Trade Minister Dan Tehan (Image: AAP/Mick Tsikas)

What might at any other time have made headlines for weeks is now little more than a sidebar. Australian universities were thrown a lifeline when federal Education Minister Dan Tehan announced the government’s higher education relief package. 

It provides a financial floor for universities, a guarantee of future income under the funding formula for domestic students even if numbers drop.

It has a potentially huge future financial impact, although a precise number is hard to calculate, as we don’t know how student numbers will pan out. 

There is an immediate cost to government of some $100 million through waiving fees charged by regulators. This is potentially minor in comparison to the cost to government of its guarantees to universities. In essence the Commonwealth is taking on the universities’ financial risk.

That raises a policy concern: moral hazard. It is a concept from economics that has nothing to do with morals, everything to do with risk. If a government (or insurer) steps in with subsidies when risks arise, people will be encouraged not to look after themselves. The classic case is flood relief: if people are fully compensated for losses in a flood they will continue to build houses on flood plains rather than higher ground. 

That’s not an argument for government to be hands off — clearly it has to help in current times. Nobody could have been expected to plan for the scale of disruption we now face. 

It is however an argument to be careful about bailouts of particular companies or industries. The problem with bailouts is, along with helping those who are struggling, they give handouts to those who have barely lifted a finger to help themselves.   

They also have a perverse and unintended consequence of stifling innovation, providing equal assistance to the innovative and the backward.  They encourage industries to put their effort into lobbying for bailouts rather than thinking of innovative solutions. 

We do have innovation in our higher education system — examples include the “Melbourne model”, the recent decision by the ANU to allow entry based on year 11 results, the University of New England’s leadership in distance learning. Innovation should attract commensurate rewards. 

There would be an easy policy fix if we had the British/European university system, where universities were in effect part of government (Cambridge and Oxford are, for legacy reasons, exceptions). In that system, government to a large extent already bears the risk, and can institute reform in collaboration with the universities.

Or if we had the US system where leading private universities genuinely compete, we could rely on market-based solutions, expecting them to self-insure or obtain commercial finance. US public universities are generally state owned and thus reliant on each state’s COVID-19 responses.  
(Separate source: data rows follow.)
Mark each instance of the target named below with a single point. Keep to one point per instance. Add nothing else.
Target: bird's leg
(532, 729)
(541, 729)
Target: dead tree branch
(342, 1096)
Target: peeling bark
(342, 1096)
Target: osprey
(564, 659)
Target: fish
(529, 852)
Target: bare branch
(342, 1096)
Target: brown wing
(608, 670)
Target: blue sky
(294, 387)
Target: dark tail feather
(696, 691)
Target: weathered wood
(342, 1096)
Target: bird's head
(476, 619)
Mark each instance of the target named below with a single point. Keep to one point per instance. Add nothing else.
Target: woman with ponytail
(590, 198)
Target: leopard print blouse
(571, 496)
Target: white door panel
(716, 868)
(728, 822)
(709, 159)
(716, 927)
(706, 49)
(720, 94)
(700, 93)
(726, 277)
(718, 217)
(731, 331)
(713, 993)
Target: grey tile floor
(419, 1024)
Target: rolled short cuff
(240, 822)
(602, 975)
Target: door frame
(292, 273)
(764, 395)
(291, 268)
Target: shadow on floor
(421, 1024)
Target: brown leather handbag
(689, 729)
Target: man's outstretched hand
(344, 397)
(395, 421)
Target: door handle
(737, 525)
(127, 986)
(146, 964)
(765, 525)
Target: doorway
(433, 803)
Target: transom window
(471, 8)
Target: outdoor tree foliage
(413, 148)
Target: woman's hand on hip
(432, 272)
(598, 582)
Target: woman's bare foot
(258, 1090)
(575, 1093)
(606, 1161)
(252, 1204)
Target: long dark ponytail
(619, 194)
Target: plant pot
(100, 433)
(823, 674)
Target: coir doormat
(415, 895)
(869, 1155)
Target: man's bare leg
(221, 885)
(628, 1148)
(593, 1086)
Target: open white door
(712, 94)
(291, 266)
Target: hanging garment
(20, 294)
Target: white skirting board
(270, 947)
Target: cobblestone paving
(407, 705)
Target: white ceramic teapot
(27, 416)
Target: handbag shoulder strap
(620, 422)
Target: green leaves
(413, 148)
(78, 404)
Unfortunately as with so many other institutions in Australia universities combine features of both sides of the Atlantic. In the circumstances, Tehan has done a pretty good job of achieving a balance.  

Predictably, though, the first reaction from Universities Australia was to ask for more — they called this package “an important first step”. No matter how much they get, universities always ask for more.

Universities often cry poor. Their claims should be considered carefully. While some are doing it tough, others — especially those in city centres like Sydney, Melbourne, Adelaide, RMIT, or UTS — are sitting on literally billions of dollars worth of real estate: if they were companies, they would be among Australia’s richest. They can do more to help themselves.

Bernard Keane saw it as a missed opportunity for fundamental reform. While true for this package, there will be plenty more opportunities. Reform of the higher education sector is unavoidable. International students are never likely to return to Australia in pre-COVID-19 numbers. That’s no bad thing.   

Over the past 20 years, according to the Grattan Institute, university revenues more than doubled, from less than $15 billion to more than $30 billion. Growth this rapid in any industry often proves unsustainable over the longer term.

Australian universities have been warned about the risks of excessive reliance on international students, particularly Chinese, for a decade or more, under both Coalition and Labor governments. Although as ANU vice-chancellor Brian Schmidt has observed, governments have not been averse to the income. Schmidt describes it as an “unwritten pact”. 

Whatever unwritten pact might have existed, it is no more. The package does not address loss of international student revenue — for which the government makes no apology. Encouraging Australian universities to concentrate on Australia rather than focusing overseas is clearly part of the intent.

Change like this represents a huge challenge for policy. It will require serious effort from both government and universities if it is to succeed.